In short, you should select models using AIC and/or out-of-sample fit criteria and view the rejected hypothesis as a suggestion to consider other types of models.
When using this class of time series models researchers are usually interested in accurate prediction\forecasting. Since AIC measures how well a model predicts the data in-sample, it operates as a fair means of model selection in this case (you may also want to test how well the models fit out-of-sampleā¦more on that below).
However, just because a particular model has the lowest AIC does not mean that that model is correctly specified or that it approximates the true data generating process well. It could be that all the models you proposed were poor choices, or that the true process FTSE follows is so complex that practically every reasonable model will be rejected given enough data. AIC provides no information on this point which is where hypothesis testing can come in.

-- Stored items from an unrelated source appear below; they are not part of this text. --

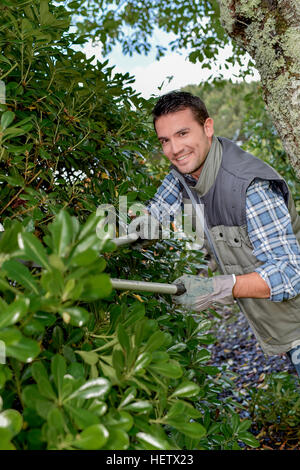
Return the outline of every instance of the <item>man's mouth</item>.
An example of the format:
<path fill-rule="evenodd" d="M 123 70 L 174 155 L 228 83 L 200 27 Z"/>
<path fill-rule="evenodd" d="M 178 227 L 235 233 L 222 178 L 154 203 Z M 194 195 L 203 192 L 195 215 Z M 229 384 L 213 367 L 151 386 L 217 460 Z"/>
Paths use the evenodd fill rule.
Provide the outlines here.
<path fill-rule="evenodd" d="M 191 152 L 185 154 L 185 155 L 182 155 L 181 157 L 178 157 L 175 159 L 176 162 L 182 162 L 183 160 L 185 160 L 186 158 L 188 158 L 189 156 L 191 155 Z"/>

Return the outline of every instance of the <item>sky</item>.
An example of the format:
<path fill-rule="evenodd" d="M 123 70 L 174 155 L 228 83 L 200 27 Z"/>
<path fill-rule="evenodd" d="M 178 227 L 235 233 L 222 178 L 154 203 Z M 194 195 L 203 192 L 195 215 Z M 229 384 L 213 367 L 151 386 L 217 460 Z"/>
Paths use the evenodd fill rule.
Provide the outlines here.
<path fill-rule="evenodd" d="M 153 43 L 167 46 L 172 40 L 172 35 L 156 31 Z M 101 46 L 93 46 L 91 41 L 84 46 L 83 52 L 88 57 L 93 55 L 96 59 L 103 60 Z M 109 66 L 115 65 L 115 72 L 127 73 L 135 77 L 135 82 L 131 85 L 137 92 L 148 99 L 151 95 L 157 96 L 171 90 L 182 88 L 186 85 L 199 84 L 204 82 L 213 73 L 218 74 L 221 67 L 224 78 L 232 78 L 236 81 L 235 75 L 238 73 L 238 66 L 231 66 L 228 70 L 224 67 L 224 59 L 231 55 L 231 47 L 227 46 L 220 51 L 218 65 L 212 70 L 202 68 L 201 63 L 192 64 L 187 59 L 187 51 L 182 54 L 168 51 L 159 61 L 155 59 L 155 50 L 145 56 L 134 54 L 132 57 L 124 56 L 121 47 L 118 45 L 112 53 L 106 57 Z M 173 77 L 171 80 L 168 77 Z M 255 74 L 254 79 L 259 80 L 259 74 Z M 161 87 L 159 89 L 159 87 Z"/>

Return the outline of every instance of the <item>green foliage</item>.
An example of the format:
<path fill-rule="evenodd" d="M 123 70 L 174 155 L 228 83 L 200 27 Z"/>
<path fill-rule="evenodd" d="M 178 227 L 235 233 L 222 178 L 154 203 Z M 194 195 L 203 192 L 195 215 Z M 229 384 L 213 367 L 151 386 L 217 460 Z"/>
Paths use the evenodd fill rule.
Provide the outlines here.
<path fill-rule="evenodd" d="M 207 365 L 205 314 L 110 283 L 172 282 L 202 253 L 176 240 L 117 250 L 97 235 L 99 204 L 155 192 L 151 101 L 72 49 L 82 39 L 63 7 L 0 9 L 1 448 L 239 448 L 250 423 L 222 398 L 232 381 Z"/>
<path fill-rule="evenodd" d="M 263 388 L 251 389 L 249 411 L 260 427 L 293 432 L 299 439 L 299 379 L 286 372 L 270 374 Z"/>
<path fill-rule="evenodd" d="M 101 42 L 104 54 L 116 44 L 121 44 L 123 54 L 148 54 L 155 44 L 153 33 L 157 28 L 173 33 L 169 43 L 171 50 L 184 50 L 193 63 L 199 61 L 211 69 L 219 49 L 231 43 L 220 23 L 220 8 L 217 0 L 182 1 L 173 0 L 78 0 L 68 5 L 74 14 L 78 30 Z M 156 58 L 164 56 L 167 48 L 156 44 Z M 232 44 L 233 57 L 225 60 L 229 64 L 244 65 L 245 52 Z M 250 68 L 244 75 L 251 73 Z"/>
<path fill-rule="evenodd" d="M 255 446 L 246 432 L 251 423 L 232 415 L 232 399 L 219 399 L 230 380 L 206 366 L 210 354 L 199 348 L 214 341 L 206 334 L 211 322 L 183 315 L 159 296 L 113 292 L 103 270 L 113 271 L 121 257 L 134 273 L 133 263 L 126 249 L 111 251 L 111 242 L 98 239 L 99 218 L 92 219 L 80 226 L 61 211 L 44 243 L 17 222 L 2 234 L 0 338 L 7 363 L 0 368 L 0 390 L 5 411 L 14 412 L 18 423 L 24 420 L 6 432 L 3 446 L 231 449 L 240 441 Z M 5 237 L 15 240 L 9 252 Z M 77 250 L 86 240 L 83 253 L 90 262 L 81 264 Z M 39 267 L 29 269 L 32 262 Z M 175 256 L 175 271 L 180 262 Z M 22 276 L 12 286 L 17 264 Z M 151 269 L 166 277 L 148 258 L 140 270 Z"/>
<path fill-rule="evenodd" d="M 201 85 L 189 85 L 183 88 L 205 103 L 209 115 L 214 120 L 215 135 L 244 142 L 246 139 L 243 123 L 248 113 L 249 100 L 247 95 L 257 95 L 257 82 L 232 83 L 219 80 Z M 256 98 L 257 99 L 257 98 Z"/>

Under the assumptions of standard ARMA-GARCH, the residuals should be homoscedastic and more generally iid normal. Your hypothesis test suggests that your residuals are not homoscedastic and, in turn, that your ARMA-GARCH model may be miss specified. On this note you may want to consider alternative specifications for the volatility process including other variants of GARCH models, i.e. EGARCH, GJR-GARCH, TGARCH, AVGARCH, NGARCH, GARCH-M, etc. and/or stochastic volatility models. It is highly likely that one of these models will offer a lower AIC value and produce residuals which cannot be rejected for homoscedasticity.
One important thing to note though is that no model will be perfect, especially for something like the FTSE 100. The true data generating process driving a large financial index like this is impossibly complex, so pretty much every model you propose will be false. For this reason, it can be argued that any meaningful hypothesis you do not reject is a reflection of insufficient data or lack of statistical power rather than evidence supporting one model over others.
One way to partially resolve this dilemma is to use out-of-sample fit as opposed to or in conjunction with AIC. A simple example would be to fit the model using only the first 80% or 90% of the data and using the resulting coefficient estimates to obtain a log-likelihood for the remaining 20%-10% portion of the data. The model with the highest log-likelihood would be preferred. If the ARMA-GARCH model is truly misspecified in a way that impairs its forecasting performance, then an out-of-sample fit will help expose it.
First of all: Slight Autocorrelation is not unusual for (non-squared) stock return data in my experience. Otherwise there would be no point in trying to decide, whether there is a positive/negative trend or not, from the perspective of investors.
How big is the difference between both $p$-values? Which lag-orders did you choose for the test? The differing values might be from the differing power of the test for the different sample sizes, combined with a weak trend in the in-sample period.
In practice, you may try to include an AR model for the mean series. If the AR coefficients aren't significant (which is to be expected), I'd suggest to just use a fixed mean for the daily return data and model the volatility with some GARCH model that can handle the leverage effect of stock returns (EGARCH, Beta-t-EGARCH).
Best Answer
This is a common observations for daily returns series. The level is often found to be unpredictable (if not, then we would be able to make a lot of money with a simple ARMA model), while we are able to predict volatility.
To be a bit more explicit, assume a GARCH model:
\begin{align} r_t &= \varepsilon_t = \sigma_t z_t \\ \sigma_t^2 &= \omega + \alpha \varepsilon_{t-1}^2+ \beta\sigma_{t-1}^2 \end{align} where $z_t$ is iid with zero mean and unit variance. We have $E[r_t]=E[\sigma_t]E[z_t]=E[\sigma_t]\cdot 0 = 0$. Thus, we have that the autocorrelation of returns $E[r_t r_{t-h}] = E[z_t]E[\sigma_t r_{t-h}] = 0$. However, it is possible to show that \begin{equation} corr(\varepsilon_{t-1}^2,\varepsilon_{t-h}^2) = K(\alpha + \beta)^h \end{equation} Hence, the correlation is proportional to $(\alpha + \beta)^h$ - this also explains why $\alpha + \beta$ is refered to as the persistence in a GARCH process.
The ACF of squared returns shows us that we have higher order dependence that we may model with a GARCH model.
Note that if the ACF of returns are not zeros, then we should employ some dynamics to filter this out, but if not the case one simply proceeds with zero or constant mean.